2017.10.18 12:00

映画「ミックス。」は名画の名場面も“ミックス”/週末エンタメ

映画「ミックス。」は名画の名場面も“ミックス”/週末エンタメ

特集:
週末エンタメ芸能記者コラム

 女優、新垣結衣(29)と俳優、瑛太(34)のW主演映画「ミックス。」(石川淳一監督)は、凸凹コンビが卓球男女混合ペアを組み全日本卓球選手権男女混合(ミックス)ダブルス部門での優勝を目指すという奇想天外のロマンチックコメディーだ。
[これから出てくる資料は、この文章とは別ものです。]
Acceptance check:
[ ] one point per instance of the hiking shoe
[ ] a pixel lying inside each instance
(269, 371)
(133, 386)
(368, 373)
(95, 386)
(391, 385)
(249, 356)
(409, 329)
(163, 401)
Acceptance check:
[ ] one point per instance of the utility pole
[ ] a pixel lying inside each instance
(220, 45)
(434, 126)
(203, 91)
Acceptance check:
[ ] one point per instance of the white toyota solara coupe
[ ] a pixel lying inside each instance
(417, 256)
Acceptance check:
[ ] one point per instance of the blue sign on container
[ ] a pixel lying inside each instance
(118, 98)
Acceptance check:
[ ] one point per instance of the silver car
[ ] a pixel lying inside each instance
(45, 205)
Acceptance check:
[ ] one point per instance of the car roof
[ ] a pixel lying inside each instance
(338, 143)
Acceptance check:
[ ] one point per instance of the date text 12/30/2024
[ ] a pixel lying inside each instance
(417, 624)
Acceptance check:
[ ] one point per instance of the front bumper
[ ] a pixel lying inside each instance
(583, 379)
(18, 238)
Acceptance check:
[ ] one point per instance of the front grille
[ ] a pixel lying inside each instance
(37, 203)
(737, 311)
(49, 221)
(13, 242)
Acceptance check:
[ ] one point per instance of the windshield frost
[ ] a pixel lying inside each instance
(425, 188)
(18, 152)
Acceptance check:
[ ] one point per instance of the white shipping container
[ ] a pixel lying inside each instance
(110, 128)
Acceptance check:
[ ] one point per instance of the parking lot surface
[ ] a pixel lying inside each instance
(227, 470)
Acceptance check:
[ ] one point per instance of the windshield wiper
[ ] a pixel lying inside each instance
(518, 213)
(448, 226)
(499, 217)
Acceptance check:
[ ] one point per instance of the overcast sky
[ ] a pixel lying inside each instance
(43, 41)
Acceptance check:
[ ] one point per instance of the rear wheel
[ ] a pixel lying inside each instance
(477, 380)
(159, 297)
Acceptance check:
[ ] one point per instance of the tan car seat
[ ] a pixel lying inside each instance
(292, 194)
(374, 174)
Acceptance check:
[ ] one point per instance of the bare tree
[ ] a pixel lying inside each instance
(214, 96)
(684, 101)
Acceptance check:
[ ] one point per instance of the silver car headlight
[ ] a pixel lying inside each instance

 天才卓球少女だったOLの多満子(新垣)は誰もがうらやむエリート卓球王子とゴールイン目前、若い美人卓球選手に寝取られてしまう。どん底の多満子は会社をやめて田舎に逃げ帰ることに。しかし、亡き母が経営していた実家の「フラワー卓球クラブ」は活気を失い見る影もない。元プロボクサーの萩原(瑛太)も妻と娘に捨てられ孤独な生活を送っていたが、秘められた計画を胸に「フラワー卓球クラブ」に入会したのだった。

 試合のシーンではドライブ、ブロック、カウンターという卓球技術を駆使したダイナミックなラリーの応酬や迫力のスマッシュが満載。手に汗握るシーンの連続攻撃で観客を圧倒する。

 超激辛中華料理店の店員を演じた蒼井優(32)と森崎博之(45)の熱演も見逃せない。すぐ隣にいた中国人が実はおそるべきキャリアを持っており、「フラワー卓球クラブ」を“超激辛アシスト”するというトランスナショナルな展開は舌がしびれるほどの笑いを巻き起こす。

 また、同作には過去に人気を呼んだ映画のオマージュがたくさん盛り込まれている。不戦敗を重ねるプチトマト農園経営者の姿は「シコふんじゃった。」(1992年)を彷彿させるし、酒を飲み過ぎた多満子が電車の中で気分を悪くするシーンは韓国映画「猟奇的な彼女」(2001年)の冒頭のシーンに重なる。映画「ミックス。」自体が“ミックス”な面白さに彩られているのだ。